Mas os fatos são lógicos e progressivos. Empossado aquele retalho do mundo fescenino no domínio da esquina fronteira ao desembargo republicano, com o hábito se devia acabar por estabelecer a familiaridade. Ora, a luxúria profissional vive de sensações violentas, quadros vivos, impudicícias ruidosas, e as odaliscas da augusta cercania por fim se haviam de revoltar contra a indiferença dos vizinhos, enfastiados pela diuturnidade das exposições. O dia era solene: estava talhado para a sedição de saiotes. As rameiras deram o braço aos tunos, e, rosto a rosto com o tribunal aberto, rompeu a farândula de fraldas na desvergonha das saturnais de alta madrugada. A multidão atraída pela audiência não sabia como se dividisse entre o debate judiciário e o rufiar dos bordeleiros com as messalinas. De uma parte se desdobrava o julgamento nas suas formas sagradas, da outra sarabandeava o bailado na sua torpitude salaz, ambos com os mesmos contempladores, os mesmos ouvintes; e da zaragalhada entre o mulherio das cortesãs e a troça dos fadistas bimbalhava a chalaça desbocada aos ouvidos de Têmis. Um passo mais, e aos seus olhos se ostentará, dia claro e portas escancaradas, o mistério venal das alcovas. Misto igual da sentina com o culto nunca se presenciara nos dias da prostituição clássica, em plena pornéia grega, ou nos tempos em que o seio das matronas e a religião da família se adereçavam com os símbolos da impureza.

Numa cidade onde o lupanar desafia os tribunais e as Frinéias de sarjeta retoiçam despidas à fímbria da toga, não sabemos quanto faltará, para que a moral dos homens inveje a dos cães. Se essa não é, e de certo está longe de ser, a da sociedade brasileira, enjoa­da da praça e recolhida ao lar, tempo afinal virá, em que já se não lave da confusão com os que a enxovalham.

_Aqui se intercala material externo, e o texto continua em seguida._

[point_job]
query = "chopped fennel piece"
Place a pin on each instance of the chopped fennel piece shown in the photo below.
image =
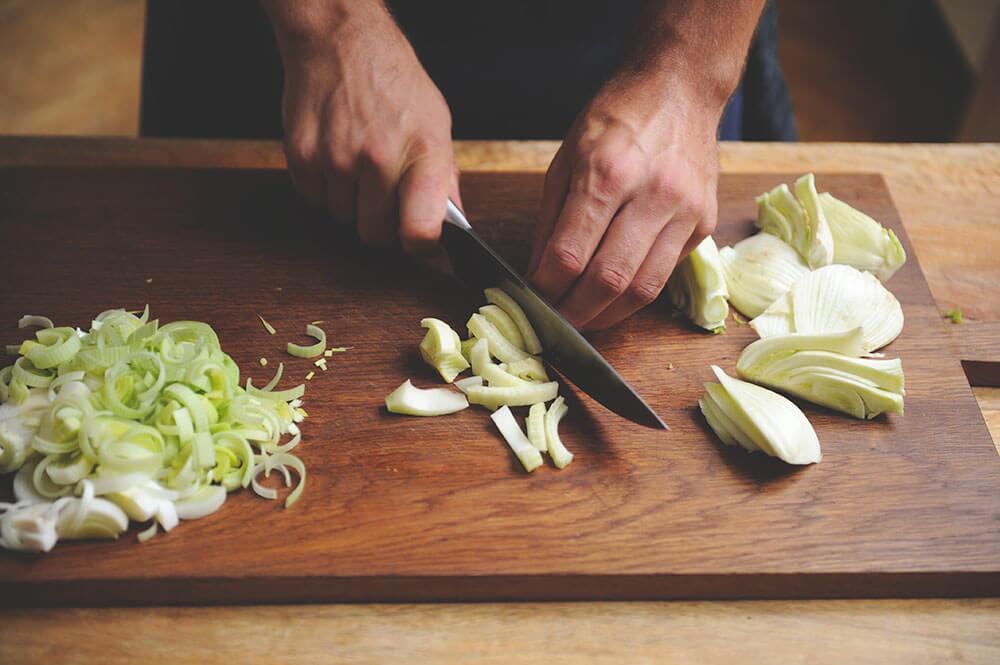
(504, 323)
(759, 270)
(412, 401)
(758, 419)
(835, 298)
(500, 346)
(531, 369)
(441, 349)
(526, 453)
(536, 427)
(312, 350)
(827, 369)
(483, 366)
(267, 326)
(494, 397)
(698, 288)
(557, 451)
(861, 242)
(500, 298)
(799, 220)
(468, 382)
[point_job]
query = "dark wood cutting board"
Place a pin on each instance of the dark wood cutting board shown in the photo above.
(400, 508)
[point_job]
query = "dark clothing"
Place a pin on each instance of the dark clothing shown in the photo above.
(509, 70)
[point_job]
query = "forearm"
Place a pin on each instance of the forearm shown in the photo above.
(692, 46)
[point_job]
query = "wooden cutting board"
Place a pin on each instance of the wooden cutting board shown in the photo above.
(400, 508)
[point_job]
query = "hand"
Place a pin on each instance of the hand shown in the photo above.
(367, 133)
(631, 191)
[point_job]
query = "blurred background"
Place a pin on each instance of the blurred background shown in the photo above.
(858, 70)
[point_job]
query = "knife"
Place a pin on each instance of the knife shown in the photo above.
(569, 352)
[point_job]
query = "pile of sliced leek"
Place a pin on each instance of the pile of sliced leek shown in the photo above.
(134, 421)
(812, 283)
(501, 331)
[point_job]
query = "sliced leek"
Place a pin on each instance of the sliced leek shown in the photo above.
(835, 298)
(758, 419)
(698, 287)
(501, 299)
(526, 453)
(409, 400)
(861, 242)
(759, 270)
(441, 349)
(827, 369)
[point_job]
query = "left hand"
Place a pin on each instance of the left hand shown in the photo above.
(631, 191)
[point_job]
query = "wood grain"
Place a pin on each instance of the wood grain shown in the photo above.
(402, 508)
(707, 633)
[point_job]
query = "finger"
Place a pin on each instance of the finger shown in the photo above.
(423, 200)
(652, 275)
(376, 204)
(628, 241)
(594, 197)
(553, 195)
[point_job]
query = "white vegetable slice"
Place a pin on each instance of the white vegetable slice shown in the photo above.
(494, 398)
(759, 419)
(501, 299)
(697, 287)
(826, 369)
(412, 401)
(500, 347)
(835, 299)
(504, 323)
(536, 427)
(557, 451)
(861, 242)
(759, 270)
(441, 349)
(468, 382)
(526, 453)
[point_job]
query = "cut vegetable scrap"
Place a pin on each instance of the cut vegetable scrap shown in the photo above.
(267, 326)
(441, 349)
(412, 401)
(861, 242)
(526, 453)
(835, 299)
(312, 350)
(799, 220)
(500, 347)
(501, 299)
(536, 427)
(827, 369)
(759, 270)
(758, 419)
(495, 397)
(698, 287)
(132, 419)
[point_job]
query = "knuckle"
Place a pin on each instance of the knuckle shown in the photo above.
(642, 292)
(612, 279)
(568, 260)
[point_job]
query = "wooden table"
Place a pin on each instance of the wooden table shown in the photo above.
(949, 198)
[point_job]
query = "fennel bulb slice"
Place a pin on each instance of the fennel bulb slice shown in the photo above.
(861, 242)
(697, 287)
(826, 369)
(758, 419)
(835, 298)
(759, 270)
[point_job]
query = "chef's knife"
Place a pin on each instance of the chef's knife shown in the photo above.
(566, 349)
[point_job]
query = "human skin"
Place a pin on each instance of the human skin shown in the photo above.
(630, 192)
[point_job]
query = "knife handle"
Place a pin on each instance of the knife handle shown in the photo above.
(454, 216)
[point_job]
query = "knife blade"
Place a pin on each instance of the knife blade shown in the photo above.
(565, 349)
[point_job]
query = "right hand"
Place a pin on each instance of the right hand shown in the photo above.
(367, 133)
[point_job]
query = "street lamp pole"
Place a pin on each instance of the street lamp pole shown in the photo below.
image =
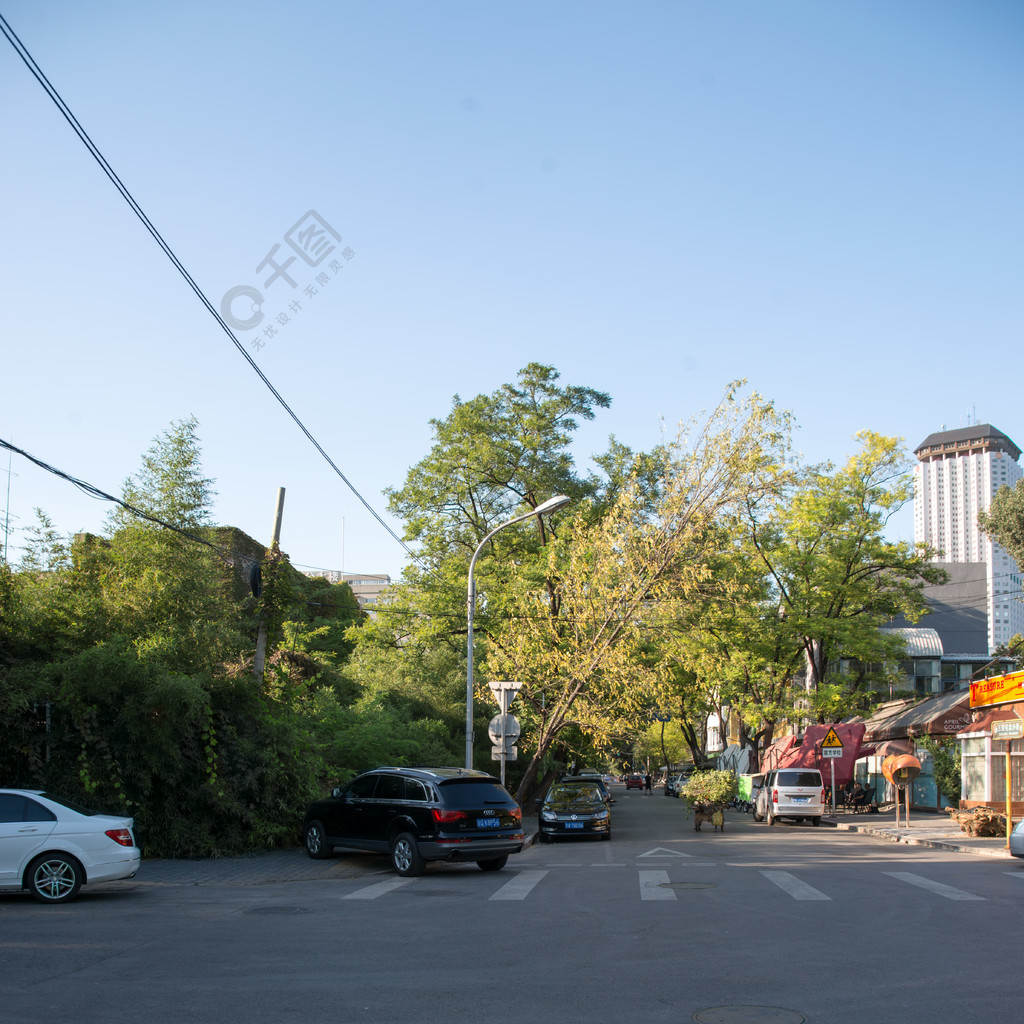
(559, 501)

Havia outrora sanções escritas, que asseguravam o respeito das coisas santas, o decoro dos lugares públicos, o pudor, ao menos, dos recintos oficiais. Ignoramos se se aboliram. Parece que sim. Aboliram-se por obra da irresponsabilidade universal, único direito destes tempos. Essa polícia, que deixa a ralé venérea afrontar com a devassidão nua a mais alta magistratura do país, é a mesma cujos delegados rompem à baioneta mandados judiciais. Sangue e fezes de bacanal. Evoé!